I say “coercion,” but it was the mildest possible at first, nothing more than peer pressure.
It’s the members, filled with enthusiasm, who want to know when you are going to the next time-consuming program.
It’s their puzzled looks and disappointment when you hesitate.
It’s the traditions like giving the teacher a “gift” for his teachings on top of the thousands you’ve already paid for the retreat.
Then it’s the “bad karma” of slowing down or having less than utter respect for the guru.
Then there are “eternal karmic consequences” for stepping off the path.
You really don’t want to step off that path.
I was just lucky that my cult stopped at hypothetical threats. I know some groups don’t; some actually go after you.
Where is the tipping point? It’s somewhere between enthusiasm and outright threats, but I now think it’s a lot closer to the enthusiasm than most people probably would have normally without being in a cult.
Cult deceptions and lying
The deceptions are mostly harmless to start too, like the things we don’t tell new people because they’re not ready or wouldn’t understand.
It feels like when my mom would fast-forward through love scenes in movies and mumble about “When you grow up.”
All the things the cult did not talk about were dangled in front of me like those mysterious love scenes. If you want to know the truth, you have to… And then you have to…
After awhile, the main coercion and the main deceptions became my own. I forced myself to continue and lied to myself about how well life was going and how awful real life is.
The outside world grew more and more intimidating as well, as I lost out on the life experiences and thus the life skills I needed for success. (I am still playing catch-up on some of them.)
Identifying a cult
I return to my question: when might a group earn the title “Cult”?
For some, I’m sure they start out like that…a corrupt leader launches a full-blown deception for his own power or pocketbook or because he’s nuts.
For most though, I expect it’s a slower process, filled with the best of intentions as they take more and more money, and more and more time, and they promise more and more greatness, gentleness, and evolution.
(Even as the senior membership is littered with the arrogant, the angry, the unkind, and sometimes even the criminal.)
Another blog commentator is right, there are those people in every organization. The problem is, at least in my cult, they promised differently.
Then they excused these people by saying: you should have seen them 20 years ago.
No, thank you! A turning point for me was realizing I was becoming one of them, bitter and angry and far away from everything they had promised.
Authentic cult exiting
And still it’s so hard to leave. Since leaving, I have not felt anywhere close to the bliss of certainty I felt there.
I have not felt as connected to people. I used to be so close it’s like we were living in the same skin.
I have not lived a day without worry (like I used to, while still a member of that so-lovely-sounding cult.)
I would not trade these newer problems for my old certainty, in that cult.
I would not trade ever.
What is changing for me, after cult exiting?
The bliss has given way to the bittersweet, but much more real life.
Those people who “shared my skin,” none of whom ever spoke to me again, have been replaced by people I don’t agree with, sometimes can’t stand, and sometimes I love so much I can’t breathe.
These are people who would be there for me through anything.
Life is still painful, boring and sometimes cruel.
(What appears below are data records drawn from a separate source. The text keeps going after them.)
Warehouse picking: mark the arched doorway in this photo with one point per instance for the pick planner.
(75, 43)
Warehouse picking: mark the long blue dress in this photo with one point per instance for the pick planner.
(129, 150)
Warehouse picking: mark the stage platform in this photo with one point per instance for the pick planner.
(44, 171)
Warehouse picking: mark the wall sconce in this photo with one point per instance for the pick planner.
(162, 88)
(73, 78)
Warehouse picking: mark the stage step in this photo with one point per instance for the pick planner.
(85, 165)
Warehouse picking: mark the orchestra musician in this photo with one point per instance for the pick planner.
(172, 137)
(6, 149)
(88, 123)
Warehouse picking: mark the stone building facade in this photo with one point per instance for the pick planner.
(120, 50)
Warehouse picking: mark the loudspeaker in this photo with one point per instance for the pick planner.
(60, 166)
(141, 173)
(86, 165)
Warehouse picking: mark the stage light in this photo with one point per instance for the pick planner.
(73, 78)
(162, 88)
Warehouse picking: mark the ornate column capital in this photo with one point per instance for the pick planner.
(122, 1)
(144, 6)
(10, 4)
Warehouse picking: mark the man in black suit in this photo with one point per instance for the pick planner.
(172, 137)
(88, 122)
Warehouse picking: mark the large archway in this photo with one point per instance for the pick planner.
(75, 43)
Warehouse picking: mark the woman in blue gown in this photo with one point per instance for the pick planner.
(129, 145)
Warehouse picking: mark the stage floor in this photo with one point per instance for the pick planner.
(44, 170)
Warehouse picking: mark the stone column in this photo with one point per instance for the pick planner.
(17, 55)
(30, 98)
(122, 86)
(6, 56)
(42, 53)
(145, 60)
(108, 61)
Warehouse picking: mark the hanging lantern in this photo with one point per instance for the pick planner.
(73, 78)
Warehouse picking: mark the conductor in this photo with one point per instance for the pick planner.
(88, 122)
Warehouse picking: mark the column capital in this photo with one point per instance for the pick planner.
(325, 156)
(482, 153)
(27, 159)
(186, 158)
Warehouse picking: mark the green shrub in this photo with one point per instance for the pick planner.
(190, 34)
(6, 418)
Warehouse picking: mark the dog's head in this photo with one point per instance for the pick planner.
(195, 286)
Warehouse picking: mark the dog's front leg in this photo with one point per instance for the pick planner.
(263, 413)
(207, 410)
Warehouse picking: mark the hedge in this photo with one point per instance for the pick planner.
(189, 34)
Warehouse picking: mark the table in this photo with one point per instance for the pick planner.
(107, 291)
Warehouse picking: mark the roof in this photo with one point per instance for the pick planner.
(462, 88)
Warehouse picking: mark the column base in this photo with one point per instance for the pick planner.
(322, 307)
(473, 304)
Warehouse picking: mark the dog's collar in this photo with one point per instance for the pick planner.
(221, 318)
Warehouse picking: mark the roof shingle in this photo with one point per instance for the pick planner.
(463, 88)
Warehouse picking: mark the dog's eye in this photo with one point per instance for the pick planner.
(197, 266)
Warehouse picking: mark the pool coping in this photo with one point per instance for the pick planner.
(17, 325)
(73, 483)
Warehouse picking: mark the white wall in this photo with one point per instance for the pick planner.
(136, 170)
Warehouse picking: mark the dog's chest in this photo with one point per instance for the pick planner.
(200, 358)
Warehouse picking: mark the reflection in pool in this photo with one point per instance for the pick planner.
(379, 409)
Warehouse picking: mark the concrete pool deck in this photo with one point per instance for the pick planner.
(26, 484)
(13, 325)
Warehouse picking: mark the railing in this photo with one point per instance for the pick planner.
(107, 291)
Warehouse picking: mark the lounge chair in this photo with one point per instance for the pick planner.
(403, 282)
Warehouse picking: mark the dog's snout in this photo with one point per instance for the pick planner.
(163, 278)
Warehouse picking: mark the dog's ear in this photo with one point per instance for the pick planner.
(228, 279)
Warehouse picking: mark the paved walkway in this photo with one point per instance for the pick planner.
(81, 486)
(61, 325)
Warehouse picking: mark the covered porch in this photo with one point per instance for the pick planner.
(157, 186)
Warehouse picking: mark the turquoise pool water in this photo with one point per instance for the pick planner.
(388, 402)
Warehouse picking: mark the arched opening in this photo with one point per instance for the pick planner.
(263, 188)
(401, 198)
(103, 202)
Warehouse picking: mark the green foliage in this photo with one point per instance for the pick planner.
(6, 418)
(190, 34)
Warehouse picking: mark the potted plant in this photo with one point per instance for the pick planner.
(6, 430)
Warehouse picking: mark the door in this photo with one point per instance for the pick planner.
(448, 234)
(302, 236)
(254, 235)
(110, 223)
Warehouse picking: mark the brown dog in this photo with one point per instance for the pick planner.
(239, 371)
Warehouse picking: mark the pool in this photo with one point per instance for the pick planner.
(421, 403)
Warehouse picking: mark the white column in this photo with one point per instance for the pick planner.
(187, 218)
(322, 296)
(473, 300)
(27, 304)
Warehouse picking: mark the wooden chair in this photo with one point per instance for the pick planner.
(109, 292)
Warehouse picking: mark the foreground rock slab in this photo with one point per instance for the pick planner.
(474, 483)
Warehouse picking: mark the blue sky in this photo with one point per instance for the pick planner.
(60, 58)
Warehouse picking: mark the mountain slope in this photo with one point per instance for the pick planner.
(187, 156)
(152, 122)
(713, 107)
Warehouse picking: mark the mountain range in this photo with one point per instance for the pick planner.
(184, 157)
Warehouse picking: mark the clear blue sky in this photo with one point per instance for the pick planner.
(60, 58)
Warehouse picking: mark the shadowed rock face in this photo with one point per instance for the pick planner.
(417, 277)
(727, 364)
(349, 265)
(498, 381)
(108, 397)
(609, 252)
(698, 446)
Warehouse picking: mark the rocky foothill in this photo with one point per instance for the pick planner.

And I savor the freedom to admit that and take a day to wallow instead of dragging myself to a meditation cushion and castigating myself for my “unenlightened eyes.”
Because life is not awesome, always. Life does not really match whichever positive, teachable spin you can put on your experience.
And that was the key for me at the end…
Cult living was positive and teachable and joyful, but it was still just spin.